EXHIBIT 5

                              [PEPSICO LETTERHEAD]


                                                                  March 13, 2001


PepsiCo, Inc.
700 Anderson Hill Road
Purchase, New York 10577-1444

Ladies and Gentlemen:


    As a Senior Vice President and the General Counsel of PepsiCo, Inc., a North
Carolina corporation ("PepsiCo"), I am familiar with its Restated Articles of
Incorporation and its By-laws, as amended to date. I have examined its corporate
proceedings in connection with the preparation and filing under the Securities
Act of 1933, as amended (the "Securities Act"), of a registration statement on
Form S-4 (File No. 333-53436) (the "Registration Statement"), covering shares of
PepsiCo common stock, 1 2/3 cents par value (the "Common Stock"), and shares of
PepsiCo convertible preferred stock, no par value (the "Preferred Stock"), to be
issued in connection with the merger of The Quaker Oats Company ("Quaker") and
BeverageCo, Inc., a wholly-owned subsidiary of PepsiCo, pursuant to the terms of
the Agreement and Plan of Merger dated as of December 2, 2000, as amended, among
PepsiCo, BeverageCo, Inc., and Quaker (the "Merger Agreement").

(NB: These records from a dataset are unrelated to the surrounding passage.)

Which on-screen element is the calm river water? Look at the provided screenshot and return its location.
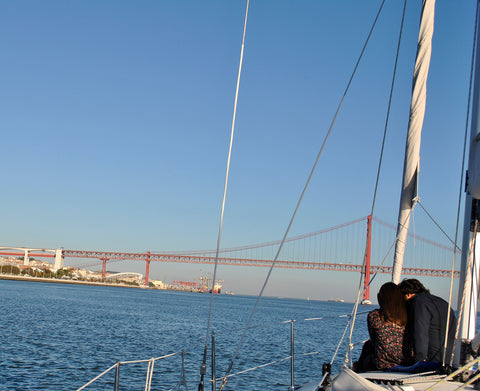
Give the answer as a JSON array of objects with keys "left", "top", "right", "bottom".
[{"left": 0, "top": 280, "right": 368, "bottom": 391}]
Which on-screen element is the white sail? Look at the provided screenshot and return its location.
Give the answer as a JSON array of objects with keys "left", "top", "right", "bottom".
[{"left": 392, "top": 0, "right": 435, "bottom": 284}]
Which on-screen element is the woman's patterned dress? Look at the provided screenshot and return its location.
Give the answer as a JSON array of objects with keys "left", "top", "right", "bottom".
[{"left": 367, "top": 309, "right": 408, "bottom": 369}]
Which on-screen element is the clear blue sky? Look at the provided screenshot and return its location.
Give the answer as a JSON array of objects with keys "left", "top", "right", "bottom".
[{"left": 0, "top": 0, "right": 475, "bottom": 299}]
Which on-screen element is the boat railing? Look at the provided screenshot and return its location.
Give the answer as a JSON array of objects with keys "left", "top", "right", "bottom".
[{"left": 77, "top": 311, "right": 368, "bottom": 391}]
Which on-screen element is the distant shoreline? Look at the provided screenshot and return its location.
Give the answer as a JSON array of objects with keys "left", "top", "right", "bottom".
[{"left": 0, "top": 274, "right": 146, "bottom": 289}]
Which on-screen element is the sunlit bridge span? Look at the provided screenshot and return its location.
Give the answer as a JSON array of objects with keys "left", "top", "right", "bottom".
[{"left": 0, "top": 216, "right": 459, "bottom": 300}]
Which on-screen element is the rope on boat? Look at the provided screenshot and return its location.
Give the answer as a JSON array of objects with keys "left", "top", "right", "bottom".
[
  {"left": 198, "top": 0, "right": 250, "bottom": 391},
  {"left": 220, "top": 0, "right": 385, "bottom": 391},
  {"left": 77, "top": 363, "right": 118, "bottom": 391},
  {"left": 443, "top": 1, "right": 479, "bottom": 365},
  {"left": 344, "top": 0, "right": 404, "bottom": 365},
  {"left": 145, "top": 357, "right": 155, "bottom": 391}
]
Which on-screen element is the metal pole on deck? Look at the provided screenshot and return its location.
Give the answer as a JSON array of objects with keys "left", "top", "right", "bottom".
[
  {"left": 114, "top": 361, "right": 120, "bottom": 391},
  {"left": 290, "top": 320, "right": 295, "bottom": 390},
  {"left": 212, "top": 332, "right": 217, "bottom": 391}
]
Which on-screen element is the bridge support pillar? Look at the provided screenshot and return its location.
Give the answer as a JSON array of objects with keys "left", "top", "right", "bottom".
[
  {"left": 53, "top": 249, "right": 64, "bottom": 272},
  {"left": 101, "top": 258, "right": 108, "bottom": 281},
  {"left": 363, "top": 215, "right": 372, "bottom": 300},
  {"left": 145, "top": 251, "right": 150, "bottom": 286}
]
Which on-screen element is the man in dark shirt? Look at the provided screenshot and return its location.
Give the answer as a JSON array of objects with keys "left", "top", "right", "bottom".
[{"left": 399, "top": 278, "right": 456, "bottom": 364}]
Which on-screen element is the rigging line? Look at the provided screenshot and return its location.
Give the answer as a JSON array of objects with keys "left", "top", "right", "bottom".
[
  {"left": 199, "top": 0, "right": 250, "bottom": 390},
  {"left": 443, "top": 1, "right": 480, "bottom": 365},
  {"left": 220, "top": 0, "right": 385, "bottom": 391},
  {"left": 449, "top": 221, "right": 478, "bottom": 362},
  {"left": 345, "top": 0, "right": 407, "bottom": 363},
  {"left": 418, "top": 201, "right": 463, "bottom": 251}
]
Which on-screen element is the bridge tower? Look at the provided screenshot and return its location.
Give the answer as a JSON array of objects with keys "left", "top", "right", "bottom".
[{"left": 363, "top": 215, "right": 372, "bottom": 301}]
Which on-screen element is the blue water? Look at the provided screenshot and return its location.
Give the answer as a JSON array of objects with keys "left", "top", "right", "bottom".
[{"left": 0, "top": 280, "right": 367, "bottom": 391}]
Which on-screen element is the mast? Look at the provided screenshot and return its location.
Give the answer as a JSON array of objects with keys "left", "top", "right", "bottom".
[
  {"left": 392, "top": 0, "right": 435, "bottom": 284},
  {"left": 454, "top": 0, "right": 480, "bottom": 365}
]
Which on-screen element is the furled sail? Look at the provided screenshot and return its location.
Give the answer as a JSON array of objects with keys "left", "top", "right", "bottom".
[{"left": 392, "top": 0, "right": 435, "bottom": 283}]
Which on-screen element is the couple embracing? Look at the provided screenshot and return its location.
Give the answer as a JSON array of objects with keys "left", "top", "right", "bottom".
[{"left": 354, "top": 279, "right": 456, "bottom": 372}]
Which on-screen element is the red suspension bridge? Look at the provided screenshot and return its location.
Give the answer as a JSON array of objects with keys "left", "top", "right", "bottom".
[{"left": 0, "top": 216, "right": 459, "bottom": 299}]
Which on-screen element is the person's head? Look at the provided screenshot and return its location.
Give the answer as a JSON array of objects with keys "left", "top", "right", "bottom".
[
  {"left": 398, "top": 278, "right": 430, "bottom": 300},
  {"left": 377, "top": 282, "right": 407, "bottom": 326}
]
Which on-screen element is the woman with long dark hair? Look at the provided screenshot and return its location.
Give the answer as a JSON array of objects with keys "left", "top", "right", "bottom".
[{"left": 354, "top": 282, "right": 411, "bottom": 371}]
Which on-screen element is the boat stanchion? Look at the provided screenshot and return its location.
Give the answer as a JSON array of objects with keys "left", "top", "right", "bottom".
[
  {"left": 212, "top": 332, "right": 217, "bottom": 391},
  {"left": 321, "top": 362, "right": 332, "bottom": 389},
  {"left": 290, "top": 320, "right": 295, "bottom": 390},
  {"left": 114, "top": 361, "right": 120, "bottom": 391}
]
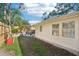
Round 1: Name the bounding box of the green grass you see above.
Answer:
[32,42,48,56]
[3,38,22,56]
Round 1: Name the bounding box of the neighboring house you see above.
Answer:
[0,22,9,45]
[33,12,79,55]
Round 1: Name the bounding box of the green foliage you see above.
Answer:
[11,29,18,33]
[32,42,48,56]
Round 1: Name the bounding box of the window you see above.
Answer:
[62,21,75,38]
[52,24,59,36]
[40,26,42,32]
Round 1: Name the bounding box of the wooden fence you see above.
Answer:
[0,22,9,44]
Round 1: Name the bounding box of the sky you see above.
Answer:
[12,3,56,24]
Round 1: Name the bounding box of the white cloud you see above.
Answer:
[25,3,56,16]
[29,20,41,25]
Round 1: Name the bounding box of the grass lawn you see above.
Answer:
[18,36,74,56]
[3,38,22,56]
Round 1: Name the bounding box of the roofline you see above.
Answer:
[32,11,79,26]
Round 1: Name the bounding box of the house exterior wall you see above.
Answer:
[35,15,79,55]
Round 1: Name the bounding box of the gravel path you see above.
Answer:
[0,49,15,56]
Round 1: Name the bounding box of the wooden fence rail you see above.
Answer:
[0,22,9,44]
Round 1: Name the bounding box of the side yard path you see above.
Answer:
[0,49,15,56]
[18,36,75,56]
[0,38,22,56]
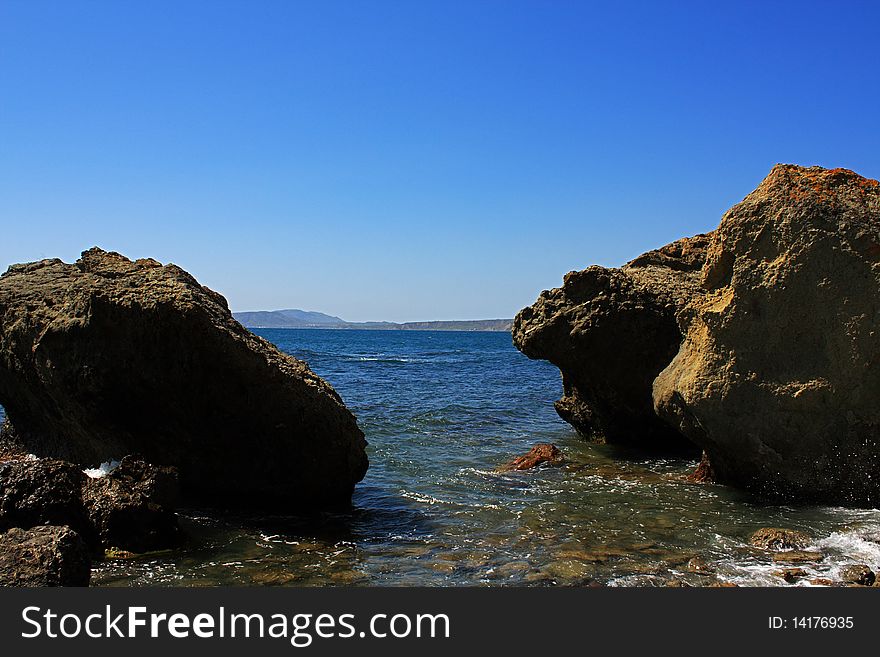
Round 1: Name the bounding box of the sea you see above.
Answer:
[0,329,880,586]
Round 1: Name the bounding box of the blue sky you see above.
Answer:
[0,0,880,321]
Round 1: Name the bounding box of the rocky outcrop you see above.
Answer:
[0,458,94,543]
[0,249,367,509]
[749,527,813,550]
[498,443,565,472]
[653,165,880,506]
[83,456,181,552]
[0,525,91,586]
[513,235,710,450]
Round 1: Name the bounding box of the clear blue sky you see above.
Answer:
[0,0,880,321]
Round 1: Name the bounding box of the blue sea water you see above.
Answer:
[6,329,880,586]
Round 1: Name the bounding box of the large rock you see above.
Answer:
[0,248,367,509]
[0,525,91,586]
[513,235,710,450]
[0,458,97,547]
[653,165,880,506]
[83,456,181,552]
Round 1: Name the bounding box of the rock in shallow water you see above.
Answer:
[840,564,876,586]
[83,456,181,552]
[0,248,367,509]
[0,526,91,586]
[0,458,94,543]
[654,165,880,505]
[513,235,709,451]
[749,527,813,550]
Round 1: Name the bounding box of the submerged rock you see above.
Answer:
[773,550,825,563]
[840,564,876,586]
[653,165,880,505]
[0,525,91,586]
[498,443,565,472]
[83,456,180,552]
[0,459,92,542]
[0,248,367,509]
[513,235,710,450]
[749,527,813,550]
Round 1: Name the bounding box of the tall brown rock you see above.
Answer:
[0,248,367,509]
[653,165,880,506]
[513,235,709,451]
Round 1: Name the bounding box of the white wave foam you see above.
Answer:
[83,461,119,479]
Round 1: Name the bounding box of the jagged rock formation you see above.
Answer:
[654,165,880,506]
[0,458,90,540]
[0,248,367,509]
[513,235,710,450]
[0,525,91,586]
[514,165,880,506]
[83,456,181,552]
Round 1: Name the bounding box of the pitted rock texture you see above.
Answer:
[0,525,92,587]
[653,165,880,506]
[513,235,710,451]
[0,248,367,509]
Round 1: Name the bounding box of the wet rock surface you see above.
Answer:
[749,527,813,550]
[0,458,92,542]
[0,248,367,509]
[0,525,91,587]
[840,564,876,586]
[83,456,181,552]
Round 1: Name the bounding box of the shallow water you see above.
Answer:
[8,329,880,586]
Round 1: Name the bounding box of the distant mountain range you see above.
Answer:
[233,308,513,331]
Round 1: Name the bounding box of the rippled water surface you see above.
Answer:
[36,329,880,586]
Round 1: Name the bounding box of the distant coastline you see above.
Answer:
[233,308,513,332]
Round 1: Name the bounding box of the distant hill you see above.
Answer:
[233,308,347,328]
[233,308,513,331]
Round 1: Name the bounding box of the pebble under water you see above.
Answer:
[37,329,880,586]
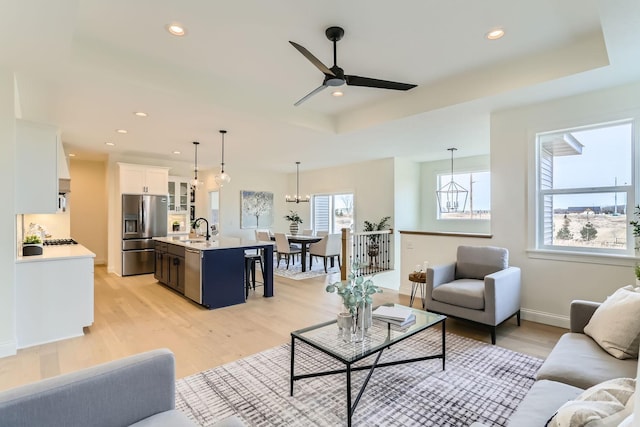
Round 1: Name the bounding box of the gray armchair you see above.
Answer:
[425,246,520,344]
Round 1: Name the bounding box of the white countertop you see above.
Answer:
[16,245,96,263]
[153,236,275,251]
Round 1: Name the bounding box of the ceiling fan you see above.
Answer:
[289,27,417,107]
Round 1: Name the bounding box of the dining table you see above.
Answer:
[271,234,322,272]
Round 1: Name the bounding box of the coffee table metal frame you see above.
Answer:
[290,304,447,427]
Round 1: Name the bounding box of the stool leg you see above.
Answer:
[251,258,256,291]
[244,259,250,299]
[409,282,416,307]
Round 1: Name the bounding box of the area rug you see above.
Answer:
[176,330,542,427]
[273,262,340,280]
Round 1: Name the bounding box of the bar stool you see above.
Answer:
[409,271,427,310]
[244,252,264,298]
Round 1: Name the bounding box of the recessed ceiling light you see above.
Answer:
[485,28,504,40]
[166,23,187,37]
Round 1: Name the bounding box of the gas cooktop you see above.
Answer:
[42,239,78,246]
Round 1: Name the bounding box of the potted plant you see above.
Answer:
[362,216,391,267]
[284,211,302,236]
[325,261,382,342]
[22,234,42,256]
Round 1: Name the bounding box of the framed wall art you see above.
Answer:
[240,190,273,228]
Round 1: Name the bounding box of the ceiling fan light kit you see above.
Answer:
[213,130,231,187]
[285,162,311,203]
[289,27,417,107]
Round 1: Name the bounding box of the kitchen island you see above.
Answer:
[154,236,273,309]
[16,245,96,349]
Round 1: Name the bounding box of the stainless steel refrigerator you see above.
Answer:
[122,194,167,276]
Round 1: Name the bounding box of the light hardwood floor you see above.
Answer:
[0,266,566,390]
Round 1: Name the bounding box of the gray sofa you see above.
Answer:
[472,300,638,427]
[0,349,243,427]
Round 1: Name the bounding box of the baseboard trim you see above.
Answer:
[0,341,18,358]
[520,308,569,329]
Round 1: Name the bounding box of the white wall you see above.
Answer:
[402,84,640,327]
[0,67,17,357]
[70,159,108,264]
[196,165,290,239]
[420,152,493,234]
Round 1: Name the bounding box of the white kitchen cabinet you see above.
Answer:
[118,163,169,195]
[15,120,58,214]
[16,256,94,348]
[169,176,190,213]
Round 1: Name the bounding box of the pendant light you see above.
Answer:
[191,141,200,187]
[436,148,469,213]
[285,162,311,203]
[213,130,231,187]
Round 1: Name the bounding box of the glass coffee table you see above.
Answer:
[290,304,447,426]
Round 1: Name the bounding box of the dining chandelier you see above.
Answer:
[285,162,311,203]
[436,148,469,213]
[213,130,231,187]
[191,141,200,187]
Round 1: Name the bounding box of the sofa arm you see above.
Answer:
[569,300,600,334]
[0,349,175,427]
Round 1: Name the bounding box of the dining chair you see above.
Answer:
[276,233,301,269]
[309,233,342,273]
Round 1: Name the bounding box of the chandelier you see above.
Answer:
[191,141,200,187]
[436,148,469,213]
[285,162,311,203]
[213,130,231,187]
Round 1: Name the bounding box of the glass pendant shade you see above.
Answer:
[285,162,311,203]
[213,130,231,187]
[436,148,469,213]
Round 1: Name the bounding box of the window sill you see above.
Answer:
[527,249,640,267]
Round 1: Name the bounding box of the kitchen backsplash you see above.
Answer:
[17,211,73,240]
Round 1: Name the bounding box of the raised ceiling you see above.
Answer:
[0,0,640,171]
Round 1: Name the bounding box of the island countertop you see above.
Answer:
[153,236,275,251]
[16,244,96,263]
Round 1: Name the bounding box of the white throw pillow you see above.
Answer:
[547,378,636,427]
[584,286,640,359]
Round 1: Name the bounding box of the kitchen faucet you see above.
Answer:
[193,217,211,241]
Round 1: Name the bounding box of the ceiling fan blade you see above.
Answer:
[289,41,335,77]
[344,76,417,90]
[293,85,327,107]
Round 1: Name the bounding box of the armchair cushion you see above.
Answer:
[432,279,484,310]
[584,286,640,359]
[456,246,509,280]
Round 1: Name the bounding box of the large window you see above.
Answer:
[437,171,491,220]
[536,121,635,254]
[311,193,353,233]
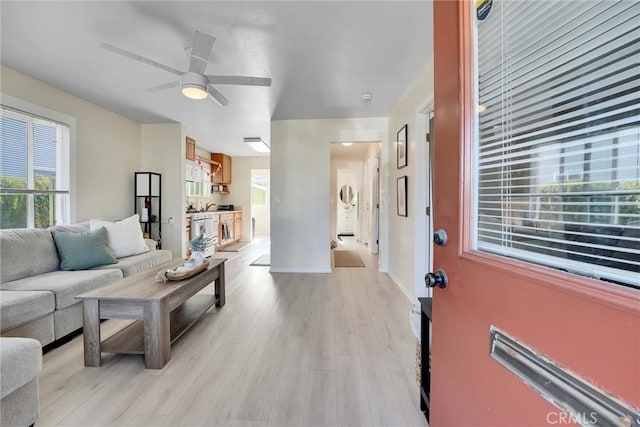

    I have also examined originals or copies, certified or otherwise identified
to my satisfaction, of such documents and records and conducted such other
investigations of fact and law as I have deemed necessary as a basis for this
opinion. As to certain questions of fact, I have relied upon statements of
officers of PepsiCo and others.

    In rendering this opinion I have assumed that, prior to the issuance of any
of the shares of Common Stock and Preferred Stock pursuant to the Merger
Agreement, (i) the Registration Statement, as then amended, will have become
effective under the Securities Act and such effectiveness shall not have been
terminated or rescinded; (ii) the shareholders of PepsiCo will have approved the
amendment and restatement of PepsiCo's Restated Articles of Incorporation
authorizing the Preferred Stock and changing the designation of the PepsiCo
capital stock, 1 2/3 cents par value, to PepsiCo Common Stock; (iii) the
shareholders of PepsiCo will have approved the Merger Agreement and the issuance
of the Common Stock and the Preferred Stock pursuant to the Merger Agreement;
(iv) the shareholders of Quaker will have approved the Merger Agreement;
(v) the transactions contemplated by the Merger Agreement (other than the
issuance of shares of Common Stock and Preferred Stock pursuant to the Merger
Agreement) will have been consummated; and (vi) there shall not have occurred
any change in law affecting the validity or enforceability of the Common Stock
or the Preferred Stock.

    On the basis of the foregoing, I am of the opinion that the Common Stock,
when issued and delivered in accordance with the terms and conditions of the
Merger Agreement, will be validly issued, fully paid, and nonassessable, and
that the Preferred Stock , when authorized, issued and delivered in accordance
with the terms and conditions of the Merger Agreement, will be validly issued,
fully paid, and nonassessable.

    I am a member of the Bar of the State of North Carolina and the foregoing
opinion is limited solely to the federal laws of the United States and the
corporate law of the State of North Carolina.

    I consent to the filing of this opinion as an exhibit to the Registration
Statement. In addition, I consent to the reference to me under the caption
"Legal Matters" in the Joint Proxy Statement/ Prospectus constituting a part of
the Registration Statement. In giving this consent, I do not admit that I am in
the category of persons whose consent is required under Section 7 of the
Securities Act.

    This opinion is rendered solely to you in connection with the above matter.
This opinion may not be used or relied upon by any person or entity other than
the addressee hereof for any purpose whatsoever without my prior written consent
in each instance.

                                          Very truly yours,

                                          /s/ Robert F. Sharpe, Jr.